People at my age. In a relationship. Dating. Looking for someone. Getting married. Having children. I'm happy that most of them have theirs, and I'm happy that I don't. (Well, maybe.) But at least, I'm learning so much from not having one, and enjoying too all the while dreaming of that person, that days, when I'll be finally in a serious, committed relationship with someone responsible enough to take the commitment. Recently, I've felt a couple of mixed emotions such as happiness over just having a friend by your side who'll stick with you, at your worse and would care to treat you with coffee and ice cream to lift up the mood. I also felt sadness with a friend who told I could have been the perfect girl for him but I am most suited to be treated like a sibling, to him. I felt excitement overhearing someone liked my best friend and with that excitement, came a little bit of anger for he really never liked it. I felt contentment over just having found friends I could keep for the rest of my life, but a little afraid that I won't be entering into a relationship soon, because of them. I was confused why a friend was confused over my joke which sounded serious, but seriously it was only a joke. And just today, I felt inspired when I heard Canon played in string quartet and imagined that is just the perfect music for a proposal. (In totally unrelated news, I love blogs because I could just write with my run-on sentences without being scolded by my father). I also wonder, why fathers should always have a say about your boyfriend. Anyhow, even me... I'm all psyched up with these relationship thingy but... recently, I realized I'm just not ready for it... anymore.
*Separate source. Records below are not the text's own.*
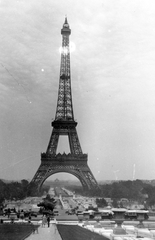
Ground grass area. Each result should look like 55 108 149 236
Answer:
0 223 38 240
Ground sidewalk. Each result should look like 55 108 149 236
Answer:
25 221 62 240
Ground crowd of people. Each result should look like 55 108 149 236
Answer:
42 215 50 227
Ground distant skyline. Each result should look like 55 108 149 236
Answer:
0 0 155 180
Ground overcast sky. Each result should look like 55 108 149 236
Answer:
0 0 155 180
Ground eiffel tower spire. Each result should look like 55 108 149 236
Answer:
55 17 74 121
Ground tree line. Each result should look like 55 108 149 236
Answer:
66 180 155 207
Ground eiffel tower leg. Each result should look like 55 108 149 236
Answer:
69 128 82 154
46 128 59 155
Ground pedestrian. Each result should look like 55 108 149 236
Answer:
42 215 47 227
47 215 50 227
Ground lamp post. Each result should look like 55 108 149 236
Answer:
112 208 126 235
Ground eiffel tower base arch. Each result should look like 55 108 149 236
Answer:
32 153 99 191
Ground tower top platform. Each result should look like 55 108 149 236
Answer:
61 17 71 35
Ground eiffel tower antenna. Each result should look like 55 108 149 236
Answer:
31 17 99 190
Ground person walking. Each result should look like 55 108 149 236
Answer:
47 215 50 227
42 215 47 227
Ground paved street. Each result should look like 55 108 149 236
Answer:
25 221 62 240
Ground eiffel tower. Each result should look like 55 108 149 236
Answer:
31 18 99 190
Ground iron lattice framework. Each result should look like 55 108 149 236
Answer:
31 18 99 190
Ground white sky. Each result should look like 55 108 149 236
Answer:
0 0 155 180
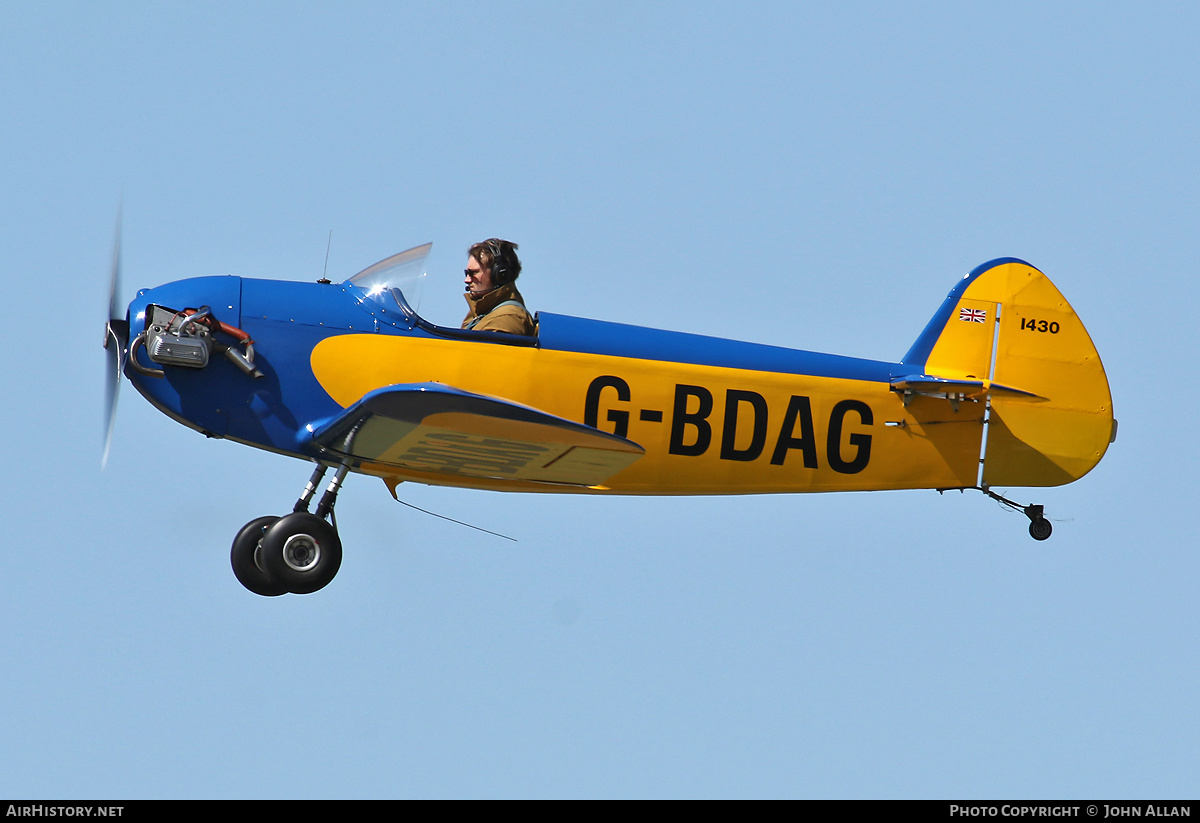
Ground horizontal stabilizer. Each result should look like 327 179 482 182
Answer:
312 383 646 486
892 374 1045 401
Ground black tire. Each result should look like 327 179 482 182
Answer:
229 516 288 597
1030 517 1054 540
259 511 342 594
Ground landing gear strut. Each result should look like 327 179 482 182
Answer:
229 465 349 597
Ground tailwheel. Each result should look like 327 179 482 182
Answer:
1030 515 1054 540
229 516 288 597
974 486 1054 540
259 511 342 594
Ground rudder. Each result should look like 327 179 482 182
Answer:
901 258 1115 487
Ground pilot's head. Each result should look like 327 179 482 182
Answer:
463 238 521 294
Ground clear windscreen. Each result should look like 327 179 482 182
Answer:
346 242 433 312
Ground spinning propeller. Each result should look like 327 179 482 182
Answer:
100 212 130 469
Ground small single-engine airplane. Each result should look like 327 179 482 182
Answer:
104 230 1116 595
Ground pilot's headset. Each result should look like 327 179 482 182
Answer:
484 238 521 287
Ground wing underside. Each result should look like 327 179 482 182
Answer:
312 383 646 486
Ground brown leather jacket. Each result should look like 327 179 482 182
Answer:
462 283 536 336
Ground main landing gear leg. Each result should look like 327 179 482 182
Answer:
229 465 350 596
976 486 1054 540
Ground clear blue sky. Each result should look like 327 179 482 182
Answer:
0 2 1200 798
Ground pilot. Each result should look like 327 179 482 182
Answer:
462 238 538 336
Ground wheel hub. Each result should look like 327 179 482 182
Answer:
283 534 320 571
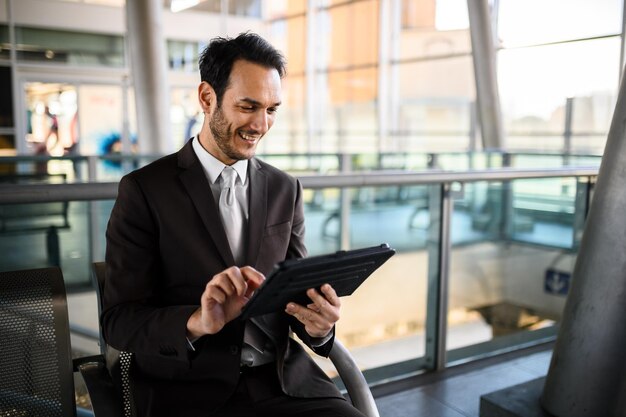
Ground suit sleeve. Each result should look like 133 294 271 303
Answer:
287 180 335 357
101 176 197 360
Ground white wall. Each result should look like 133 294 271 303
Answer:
0 0 265 41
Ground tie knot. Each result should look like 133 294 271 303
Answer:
222 167 237 188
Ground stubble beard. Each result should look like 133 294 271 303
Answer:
209 104 254 161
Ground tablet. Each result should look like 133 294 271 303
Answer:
241 243 396 319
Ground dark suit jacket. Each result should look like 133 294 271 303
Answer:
101 141 341 416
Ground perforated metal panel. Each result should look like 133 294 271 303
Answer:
120 352 135 417
0 268 75 417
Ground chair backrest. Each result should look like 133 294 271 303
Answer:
0 267 76 417
92 262 379 417
91 262 135 417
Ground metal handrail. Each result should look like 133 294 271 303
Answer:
0 166 599 204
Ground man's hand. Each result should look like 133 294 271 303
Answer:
187 266 265 340
285 284 341 337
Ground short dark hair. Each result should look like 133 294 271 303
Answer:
199 32 286 106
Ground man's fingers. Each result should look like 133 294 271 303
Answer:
322 284 341 307
240 266 265 290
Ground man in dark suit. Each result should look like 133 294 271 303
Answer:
101 33 362 417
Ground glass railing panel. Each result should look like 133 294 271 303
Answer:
450 181 502 245
447 178 589 361
303 188 341 256
447 241 564 360
0 202 90 287
305 185 431 379
508 178 577 249
258 154 340 176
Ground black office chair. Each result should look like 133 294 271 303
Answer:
0 267 116 417
92 262 380 417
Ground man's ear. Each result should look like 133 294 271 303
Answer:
198 81 217 114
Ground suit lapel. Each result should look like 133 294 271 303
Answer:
178 138 235 266
246 158 267 266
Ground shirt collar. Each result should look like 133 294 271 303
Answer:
191 136 248 184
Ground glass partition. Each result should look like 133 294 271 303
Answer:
0 165 593 382
447 177 591 361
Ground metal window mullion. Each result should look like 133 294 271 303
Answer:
425 182 453 371
618 0 626 83
339 153 352 250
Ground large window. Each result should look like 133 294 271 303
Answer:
498 0 622 154
15 27 124 67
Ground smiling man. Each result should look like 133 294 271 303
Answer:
101 33 362 417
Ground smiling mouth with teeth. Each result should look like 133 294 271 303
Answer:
239 132 261 142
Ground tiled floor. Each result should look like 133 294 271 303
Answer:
375 345 552 417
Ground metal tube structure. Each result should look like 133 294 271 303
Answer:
126 0 174 154
541 64 626 417
467 0 504 150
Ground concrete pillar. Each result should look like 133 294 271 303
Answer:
126 0 174 154
467 0 504 150
541 65 626 417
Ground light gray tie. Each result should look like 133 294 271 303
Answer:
219 166 266 365
219 167 243 266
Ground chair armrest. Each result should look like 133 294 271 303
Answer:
329 339 380 417
78 356 124 417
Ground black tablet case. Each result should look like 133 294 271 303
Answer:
241 244 395 320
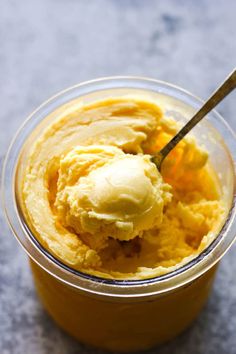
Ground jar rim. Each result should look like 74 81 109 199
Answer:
2 76 236 298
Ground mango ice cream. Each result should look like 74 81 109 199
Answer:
21 96 226 279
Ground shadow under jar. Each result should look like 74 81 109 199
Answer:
3 77 236 351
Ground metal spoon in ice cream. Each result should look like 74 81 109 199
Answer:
152 69 236 171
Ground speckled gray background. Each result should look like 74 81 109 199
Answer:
0 0 236 354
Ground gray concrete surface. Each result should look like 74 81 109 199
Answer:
0 0 236 354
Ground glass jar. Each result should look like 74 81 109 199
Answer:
2 77 236 351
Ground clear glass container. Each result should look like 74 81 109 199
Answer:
2 77 236 351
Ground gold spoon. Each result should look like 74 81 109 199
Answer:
151 69 236 171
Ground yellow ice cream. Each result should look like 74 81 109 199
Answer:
55 145 170 248
20 97 225 279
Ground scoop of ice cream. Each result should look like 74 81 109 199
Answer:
55 146 171 246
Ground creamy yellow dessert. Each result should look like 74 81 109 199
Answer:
21 97 226 279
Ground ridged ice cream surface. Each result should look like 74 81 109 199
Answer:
18 96 226 279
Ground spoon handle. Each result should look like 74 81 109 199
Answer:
158 69 236 163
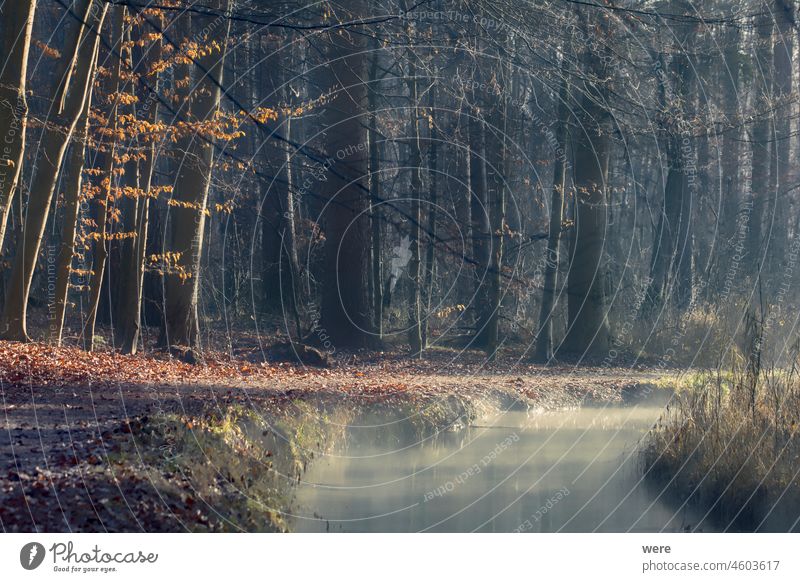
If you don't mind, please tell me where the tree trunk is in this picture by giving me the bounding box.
[767,0,795,274]
[563,9,611,356]
[50,83,93,346]
[118,19,161,354]
[83,6,125,351]
[1,0,108,341]
[368,51,383,340]
[742,19,774,277]
[534,77,570,362]
[468,109,491,347]
[422,84,439,347]
[163,0,230,362]
[408,51,424,355]
[0,0,36,254]
[320,1,372,348]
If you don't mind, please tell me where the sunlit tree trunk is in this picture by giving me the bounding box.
[0,0,108,341]
[49,83,94,345]
[0,0,36,253]
[83,6,125,351]
[320,0,372,348]
[118,19,161,354]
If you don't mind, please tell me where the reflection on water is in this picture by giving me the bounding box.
[293,405,709,532]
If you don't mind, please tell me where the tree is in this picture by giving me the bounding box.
[162,0,230,362]
[0,0,108,341]
[534,71,569,361]
[319,0,372,347]
[562,9,611,356]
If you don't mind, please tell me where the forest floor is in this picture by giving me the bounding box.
[0,342,669,531]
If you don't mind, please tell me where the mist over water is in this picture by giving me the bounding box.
[293,403,711,532]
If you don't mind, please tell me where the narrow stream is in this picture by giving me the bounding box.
[293,404,711,532]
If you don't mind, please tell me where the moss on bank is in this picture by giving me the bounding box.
[642,371,800,531]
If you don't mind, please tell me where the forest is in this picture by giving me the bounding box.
[0,0,800,531]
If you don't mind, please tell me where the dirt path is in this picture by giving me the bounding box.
[0,342,668,531]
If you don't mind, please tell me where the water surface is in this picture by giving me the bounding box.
[293,404,709,532]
People at my age. We wonder how it feels like to just to lay around and watch TV with someone during rainy days. We get hurt with our dreams shattered away with people leaving. We have a minute in every day thinking about the person who keeps us sad or happy at night, at the moment. We cry about past love stories and reminisce about it again and again. We love, we fall-out, we regret, we justify but in the end, realize that it was all worth it and think "it was good while it lasted, the moments have been seized". We hate the bitter after taste but still hope to meet the dessert, sometime in the future. We have friends whom we talk about it again and again. Probably, the media, the movies, the arts, the literature or life itself is to be blamed. We are just a generation, that is so into love.